Centrist Luis Guillermo Solis took a surprise lead in Costa Rica's presidential election Sunday, and will now face a ruling party candidate in a runoff vote in April.
Long considered the "Switzerland of Central America" for its peaceful and stable democracy, Costa Rica has seen a string of corruption scandals during the administration of outgoing president Laura Chinchilla, the country's first female president.
The scandals, combined with a sharp and growing income disparity between the haves and the have-nots, seriously hurt the official candidate.
With 76 percent of the ballots counted, Solis — a historian by training and candidate for the Citizen Acton Party (PAC) — won 30.8 percent of the vote, narrowly ahead of Johnny Araya from the ruling right-wing National Liberation Party (PLN), who had 29.6 percent.
In third place with 17 percent was the man everyone thought would be in the runoff, leftist candidate Jose Maria Villalta.
"We are going to win because we are a people that has decided to change," a euphoric Solis told thousands of cheering supporters gathered at his campaign headquarters.

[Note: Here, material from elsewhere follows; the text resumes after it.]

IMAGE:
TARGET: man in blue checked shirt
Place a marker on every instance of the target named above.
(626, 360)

"A wave has risen like a great tsunami sweeping away traditional politics forever," he said.
Solis has never held political office and was largely unknown until months ago, though he has worked in several PLN administrations and once served as ambassador to Panama.

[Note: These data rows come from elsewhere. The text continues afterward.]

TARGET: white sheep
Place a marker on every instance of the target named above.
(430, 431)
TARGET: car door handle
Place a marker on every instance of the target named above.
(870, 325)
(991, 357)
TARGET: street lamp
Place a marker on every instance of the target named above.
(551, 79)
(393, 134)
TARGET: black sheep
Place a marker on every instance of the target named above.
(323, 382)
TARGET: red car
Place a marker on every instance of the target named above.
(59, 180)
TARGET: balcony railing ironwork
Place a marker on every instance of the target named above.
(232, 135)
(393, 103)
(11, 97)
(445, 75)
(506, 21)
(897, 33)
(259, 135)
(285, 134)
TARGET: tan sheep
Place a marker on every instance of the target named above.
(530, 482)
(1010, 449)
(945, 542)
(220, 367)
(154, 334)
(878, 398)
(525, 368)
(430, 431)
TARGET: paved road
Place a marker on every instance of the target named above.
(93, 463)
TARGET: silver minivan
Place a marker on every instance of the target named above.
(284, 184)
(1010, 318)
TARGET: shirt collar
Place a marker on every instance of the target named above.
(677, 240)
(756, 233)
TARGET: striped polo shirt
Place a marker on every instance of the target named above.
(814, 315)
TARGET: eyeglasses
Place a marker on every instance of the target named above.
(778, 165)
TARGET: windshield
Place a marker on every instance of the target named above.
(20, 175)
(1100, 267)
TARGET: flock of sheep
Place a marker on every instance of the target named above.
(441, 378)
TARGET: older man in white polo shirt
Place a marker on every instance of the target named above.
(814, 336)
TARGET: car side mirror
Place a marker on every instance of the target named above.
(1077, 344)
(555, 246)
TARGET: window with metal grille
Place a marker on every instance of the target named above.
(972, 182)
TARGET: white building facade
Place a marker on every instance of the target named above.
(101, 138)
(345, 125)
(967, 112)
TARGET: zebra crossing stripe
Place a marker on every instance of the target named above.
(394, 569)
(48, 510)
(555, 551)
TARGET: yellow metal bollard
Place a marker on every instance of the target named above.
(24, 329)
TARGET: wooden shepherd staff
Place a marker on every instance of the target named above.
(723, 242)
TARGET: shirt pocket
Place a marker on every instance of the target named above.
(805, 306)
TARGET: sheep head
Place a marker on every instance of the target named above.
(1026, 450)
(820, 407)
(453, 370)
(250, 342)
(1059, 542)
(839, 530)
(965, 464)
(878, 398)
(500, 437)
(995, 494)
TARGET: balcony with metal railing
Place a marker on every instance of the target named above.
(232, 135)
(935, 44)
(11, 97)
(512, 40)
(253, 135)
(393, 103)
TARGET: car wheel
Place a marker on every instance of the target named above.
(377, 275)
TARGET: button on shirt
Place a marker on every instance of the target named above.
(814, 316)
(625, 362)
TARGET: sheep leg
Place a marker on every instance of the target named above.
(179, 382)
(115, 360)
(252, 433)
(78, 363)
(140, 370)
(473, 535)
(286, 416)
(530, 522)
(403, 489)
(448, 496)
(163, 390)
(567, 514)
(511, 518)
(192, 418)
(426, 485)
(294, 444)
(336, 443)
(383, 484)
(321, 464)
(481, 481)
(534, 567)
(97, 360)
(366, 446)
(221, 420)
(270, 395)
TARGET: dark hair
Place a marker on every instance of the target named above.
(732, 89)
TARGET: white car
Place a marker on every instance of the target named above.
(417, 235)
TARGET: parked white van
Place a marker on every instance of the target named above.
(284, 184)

In early January, polls showed that Solis had only five-percent support among voters. His party, formed to fight corruption and support of better income distribution, is just 13 years old.

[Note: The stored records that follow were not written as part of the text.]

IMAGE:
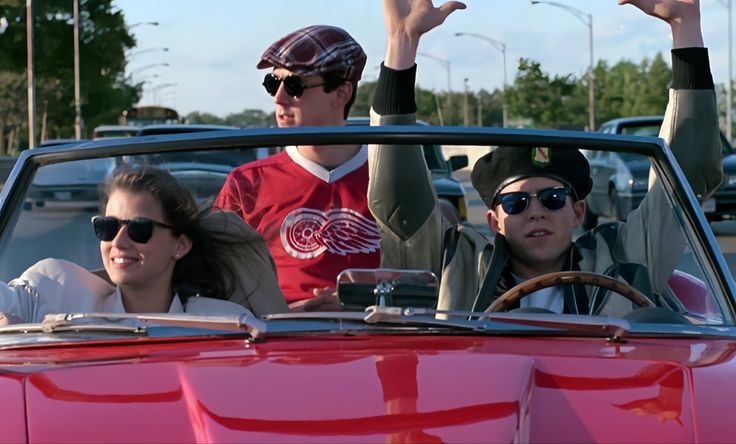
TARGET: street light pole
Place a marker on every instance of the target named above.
(143, 68)
(142, 23)
(445, 64)
(501, 46)
(158, 88)
(31, 77)
(143, 51)
(587, 20)
(729, 84)
(78, 123)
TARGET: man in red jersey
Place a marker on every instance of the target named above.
(309, 202)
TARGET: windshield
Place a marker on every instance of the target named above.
(49, 217)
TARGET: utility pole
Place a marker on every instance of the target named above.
(587, 20)
(445, 64)
(729, 84)
(466, 112)
(30, 76)
(501, 46)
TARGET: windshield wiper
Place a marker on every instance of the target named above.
(607, 326)
(246, 322)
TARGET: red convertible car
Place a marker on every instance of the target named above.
(384, 369)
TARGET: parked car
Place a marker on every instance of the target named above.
(620, 180)
(445, 184)
(114, 131)
(391, 373)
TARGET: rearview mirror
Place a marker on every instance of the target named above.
(361, 288)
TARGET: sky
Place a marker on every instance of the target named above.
(214, 45)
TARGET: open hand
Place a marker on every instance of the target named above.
(413, 18)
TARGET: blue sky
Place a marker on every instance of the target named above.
(214, 45)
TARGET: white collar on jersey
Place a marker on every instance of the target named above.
(323, 173)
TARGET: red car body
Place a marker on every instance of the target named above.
(371, 389)
(349, 379)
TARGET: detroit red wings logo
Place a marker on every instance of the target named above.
(307, 233)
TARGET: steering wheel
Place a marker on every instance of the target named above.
(511, 296)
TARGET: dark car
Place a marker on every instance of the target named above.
(620, 180)
(386, 373)
(445, 184)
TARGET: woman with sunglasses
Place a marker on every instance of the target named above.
(535, 196)
(161, 253)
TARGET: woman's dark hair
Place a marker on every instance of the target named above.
(205, 270)
(332, 81)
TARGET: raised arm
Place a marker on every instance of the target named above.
(690, 127)
(400, 193)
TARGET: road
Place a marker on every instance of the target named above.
(45, 227)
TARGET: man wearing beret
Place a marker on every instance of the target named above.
(536, 195)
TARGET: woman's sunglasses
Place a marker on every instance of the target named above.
(517, 202)
(140, 229)
(293, 85)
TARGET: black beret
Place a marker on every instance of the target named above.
(507, 164)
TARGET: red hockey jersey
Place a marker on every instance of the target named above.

Solis's stunning rise was as surprising as the collapse of Villalta, whose pre-vote polls showed as having a chance at bringing the political left to power in this conservative Catholic country for the first time.
Villalta had emerged as the leading anti-corruption, anti-establishment candidate until he faced a barrage of attacks from Araya, who portrayed him as a pro-gay marriage communist.
Villalta even faced death threats on the campaign trail, local media reported.
Chinchilla-era scandals weigh down Araya
While the 55 year-old Solis benefitted from Villalta's drop, Araya — a 56 year-old long time mayor of the capital San Jose — was dragged down by his association with Chinchilla and eight years of PLN government.
"There is no doubt that the results show that we have not yet given enough clear signs to the people that we want ... a responsible change in Costa Rica," a chasten Araya told reporters.
Chinchilla is leaving office as Costa Rica's least popular president in 20 years.
Earlier in the day Araya appeared certain that he would win 40 percent of the vote, the minimum needed to avoid a second round.
If Solis wins the April 6 runoff, it would be the first time in 50 years that a member of neither of the two leading parties — the PLN or the Social Christian party (PUSC) — is in power.
"I came to vote with the hope that there is change," said housewife Iris Rodriguez, 45, who called on the next government to "think a little about the poor."
The next president, who will take office on May 8, will have to deal with a split congress and will need to be a skilled negotiator, said sociologist Manuel Rojas.
"He will not be able to govern only with his party as has been done in the past," Rojas told AFP.